己のノーネクタイの開いた胸元と、わざわざパーマをかけてうねらせている毛先を綺麗に棚上げして、大井町はそう結論付けた。うん、うちのメインライン様、おかしい。

「五〇五〇がいない」
「え、嘘ぉ? ……あら、ホントだわ」

 入場券のケースをひったくって、中身を確認する。中に入れられた東急線の十の主要駅入場券は駅名と共にそこを通る各路線の車両の写真がプリントされているのだが、確かに日吉駅の一〇〇〇系に横浜駅の九〇〇〇系と、他の東横の車両はあるのに、彼お気に入りの五〇五〇系だけがなかった。

「多摩川駅だけど、東横が使ってた歌舞伎だってあるのにね」

 まるで東横に倣うかのように、おや、と首を曲げる目黒の首に、短く結ばれた褪せた茶の髪がするりと巻き付く。その言葉につられたのだろう、離れたテーブルで池上線をいじっていた多摩川線がソファに寄ってきて、うわあ、と目黒と同じ顔を歪めて笑った。

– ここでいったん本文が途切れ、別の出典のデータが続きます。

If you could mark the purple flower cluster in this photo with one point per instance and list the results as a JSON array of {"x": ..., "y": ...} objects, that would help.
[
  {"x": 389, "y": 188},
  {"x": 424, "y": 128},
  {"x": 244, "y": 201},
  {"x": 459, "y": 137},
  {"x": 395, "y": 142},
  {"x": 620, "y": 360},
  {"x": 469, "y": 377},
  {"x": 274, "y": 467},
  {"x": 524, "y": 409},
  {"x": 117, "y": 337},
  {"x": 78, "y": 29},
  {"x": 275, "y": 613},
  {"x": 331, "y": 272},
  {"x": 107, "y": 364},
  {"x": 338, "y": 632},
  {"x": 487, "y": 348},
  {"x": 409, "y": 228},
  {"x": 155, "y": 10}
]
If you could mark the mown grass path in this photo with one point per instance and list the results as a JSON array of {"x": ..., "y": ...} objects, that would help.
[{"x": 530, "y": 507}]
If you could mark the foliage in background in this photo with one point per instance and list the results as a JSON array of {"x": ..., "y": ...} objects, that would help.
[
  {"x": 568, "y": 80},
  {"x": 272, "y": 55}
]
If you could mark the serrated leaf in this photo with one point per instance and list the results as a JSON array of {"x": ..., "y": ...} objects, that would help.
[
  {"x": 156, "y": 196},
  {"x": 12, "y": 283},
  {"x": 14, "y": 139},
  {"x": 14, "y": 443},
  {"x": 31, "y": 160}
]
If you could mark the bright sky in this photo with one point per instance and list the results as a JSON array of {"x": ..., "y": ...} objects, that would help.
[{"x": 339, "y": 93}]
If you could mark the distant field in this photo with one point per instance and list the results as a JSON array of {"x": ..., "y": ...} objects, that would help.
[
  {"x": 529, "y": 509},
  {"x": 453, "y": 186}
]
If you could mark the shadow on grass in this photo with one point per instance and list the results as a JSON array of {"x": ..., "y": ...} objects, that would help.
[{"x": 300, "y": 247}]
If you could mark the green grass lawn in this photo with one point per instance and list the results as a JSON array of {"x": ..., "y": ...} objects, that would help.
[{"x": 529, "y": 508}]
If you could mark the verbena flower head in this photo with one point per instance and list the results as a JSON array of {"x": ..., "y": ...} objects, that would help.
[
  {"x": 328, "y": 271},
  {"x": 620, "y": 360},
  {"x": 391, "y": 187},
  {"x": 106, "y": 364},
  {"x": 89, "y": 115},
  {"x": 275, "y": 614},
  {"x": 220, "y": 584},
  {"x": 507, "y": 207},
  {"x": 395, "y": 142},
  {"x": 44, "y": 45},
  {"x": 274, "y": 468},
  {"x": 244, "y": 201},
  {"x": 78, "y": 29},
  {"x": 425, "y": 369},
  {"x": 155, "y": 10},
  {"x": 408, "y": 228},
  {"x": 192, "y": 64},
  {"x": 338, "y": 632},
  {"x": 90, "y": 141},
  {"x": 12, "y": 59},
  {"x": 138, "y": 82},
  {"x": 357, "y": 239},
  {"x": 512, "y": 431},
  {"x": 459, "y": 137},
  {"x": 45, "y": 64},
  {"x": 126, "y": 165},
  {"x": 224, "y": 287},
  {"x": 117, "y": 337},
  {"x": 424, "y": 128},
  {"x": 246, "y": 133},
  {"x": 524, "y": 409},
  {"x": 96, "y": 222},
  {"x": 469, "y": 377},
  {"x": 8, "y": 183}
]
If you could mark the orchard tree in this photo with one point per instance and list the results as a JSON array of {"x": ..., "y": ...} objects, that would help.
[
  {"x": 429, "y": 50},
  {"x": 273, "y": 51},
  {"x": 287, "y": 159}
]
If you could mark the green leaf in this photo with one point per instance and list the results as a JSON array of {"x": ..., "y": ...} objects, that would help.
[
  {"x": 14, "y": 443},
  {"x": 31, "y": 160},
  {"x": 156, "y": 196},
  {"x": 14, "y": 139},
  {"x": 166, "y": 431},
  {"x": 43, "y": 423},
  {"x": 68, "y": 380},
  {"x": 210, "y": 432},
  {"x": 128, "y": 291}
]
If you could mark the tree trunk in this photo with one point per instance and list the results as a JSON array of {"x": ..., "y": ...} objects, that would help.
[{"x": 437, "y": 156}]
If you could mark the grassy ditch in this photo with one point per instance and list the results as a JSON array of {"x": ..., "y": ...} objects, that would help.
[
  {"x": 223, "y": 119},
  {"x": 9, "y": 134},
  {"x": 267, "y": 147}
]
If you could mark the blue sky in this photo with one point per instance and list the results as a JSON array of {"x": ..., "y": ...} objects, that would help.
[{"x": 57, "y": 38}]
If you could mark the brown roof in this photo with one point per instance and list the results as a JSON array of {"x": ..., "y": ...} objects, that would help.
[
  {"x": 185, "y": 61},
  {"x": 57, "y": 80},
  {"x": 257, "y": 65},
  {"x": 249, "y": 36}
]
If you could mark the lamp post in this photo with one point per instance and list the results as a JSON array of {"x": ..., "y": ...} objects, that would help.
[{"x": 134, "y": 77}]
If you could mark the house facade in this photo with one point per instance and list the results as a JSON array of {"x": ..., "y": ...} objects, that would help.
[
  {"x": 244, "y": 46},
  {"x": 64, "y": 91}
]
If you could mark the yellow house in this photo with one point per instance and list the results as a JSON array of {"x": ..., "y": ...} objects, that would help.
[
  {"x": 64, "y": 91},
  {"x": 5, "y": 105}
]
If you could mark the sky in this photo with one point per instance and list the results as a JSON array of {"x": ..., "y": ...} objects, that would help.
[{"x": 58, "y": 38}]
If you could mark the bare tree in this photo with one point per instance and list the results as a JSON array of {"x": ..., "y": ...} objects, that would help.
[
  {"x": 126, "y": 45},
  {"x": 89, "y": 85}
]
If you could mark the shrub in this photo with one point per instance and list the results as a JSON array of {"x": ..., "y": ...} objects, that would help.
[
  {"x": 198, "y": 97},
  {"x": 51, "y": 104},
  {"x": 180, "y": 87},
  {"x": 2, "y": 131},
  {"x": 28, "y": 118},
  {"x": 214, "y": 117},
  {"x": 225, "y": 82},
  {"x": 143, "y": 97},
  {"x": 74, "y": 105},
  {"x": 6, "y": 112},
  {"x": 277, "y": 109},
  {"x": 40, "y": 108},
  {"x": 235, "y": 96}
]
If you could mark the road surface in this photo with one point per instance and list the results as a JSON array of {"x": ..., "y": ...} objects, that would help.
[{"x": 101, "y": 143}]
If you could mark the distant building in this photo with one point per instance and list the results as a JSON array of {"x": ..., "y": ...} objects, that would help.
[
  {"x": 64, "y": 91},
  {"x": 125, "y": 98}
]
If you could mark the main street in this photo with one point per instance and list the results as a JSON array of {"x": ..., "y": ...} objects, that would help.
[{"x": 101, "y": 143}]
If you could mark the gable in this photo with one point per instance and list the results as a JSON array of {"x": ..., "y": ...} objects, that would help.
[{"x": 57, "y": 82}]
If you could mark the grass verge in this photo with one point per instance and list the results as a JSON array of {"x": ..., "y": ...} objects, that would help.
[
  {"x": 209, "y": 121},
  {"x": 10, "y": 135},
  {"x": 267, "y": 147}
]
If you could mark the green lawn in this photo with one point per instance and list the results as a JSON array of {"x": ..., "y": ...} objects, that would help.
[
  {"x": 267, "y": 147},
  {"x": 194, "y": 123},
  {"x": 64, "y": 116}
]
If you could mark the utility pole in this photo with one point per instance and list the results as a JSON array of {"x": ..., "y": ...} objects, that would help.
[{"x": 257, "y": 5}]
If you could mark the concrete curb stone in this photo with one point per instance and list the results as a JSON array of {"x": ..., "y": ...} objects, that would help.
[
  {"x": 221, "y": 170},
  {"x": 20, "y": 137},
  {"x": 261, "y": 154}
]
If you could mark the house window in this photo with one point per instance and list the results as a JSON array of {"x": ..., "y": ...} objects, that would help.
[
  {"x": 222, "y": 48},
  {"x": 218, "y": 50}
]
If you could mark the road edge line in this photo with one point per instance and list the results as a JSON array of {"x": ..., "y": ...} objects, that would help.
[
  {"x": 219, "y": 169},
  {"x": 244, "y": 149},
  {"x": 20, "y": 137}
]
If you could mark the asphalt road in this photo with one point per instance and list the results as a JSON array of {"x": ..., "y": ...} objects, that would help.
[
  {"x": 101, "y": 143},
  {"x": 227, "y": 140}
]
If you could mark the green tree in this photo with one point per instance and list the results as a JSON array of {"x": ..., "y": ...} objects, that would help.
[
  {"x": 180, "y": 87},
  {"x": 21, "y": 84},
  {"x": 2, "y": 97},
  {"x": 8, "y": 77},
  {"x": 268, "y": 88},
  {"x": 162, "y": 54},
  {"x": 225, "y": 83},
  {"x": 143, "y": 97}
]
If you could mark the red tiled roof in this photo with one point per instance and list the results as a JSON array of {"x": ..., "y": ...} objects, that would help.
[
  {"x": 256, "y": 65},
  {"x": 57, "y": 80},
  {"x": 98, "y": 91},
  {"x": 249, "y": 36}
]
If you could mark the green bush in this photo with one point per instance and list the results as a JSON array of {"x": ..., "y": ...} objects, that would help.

「普通さ、こう言うのって新しい車両の写真使わない? 目黒も五〇八〇じゃなくて三〇〇〇じゃん、これ」
「そう言うお前だって旧七〇〇〇ばかりだぞ、多摩川」

 ふん、と鼻を鳴らした東横に、多摩川は目黒が浮かべる微笑よりももっと陰湿な笑みを浮かべる。後ろ髪を切っているとは言え、顔の作りは同じはずなのに、その表情から与えられる印象は丸っきり目黒と正反対だった。

「新七〇〇〇は池上に譲ったんですー。ねっ、池上?」

 くるりとテーブルの方に向き直ってにっこりと口の端を釣り上げた多摩川の言葉に、背を向けていた池上の体がびくりと震えた。肩の上で切り揃えた金の髪を揺らしながらゆっくりと振り向いた彼の顔にははっきりと「面倒事に巻き込まないで」と書いてあったが、勿論そんな事を気にする多摩川ではない。目だけは笑っていない笑顔で池上に手招きをして、あくまで声は朗らかに呼び掛ける。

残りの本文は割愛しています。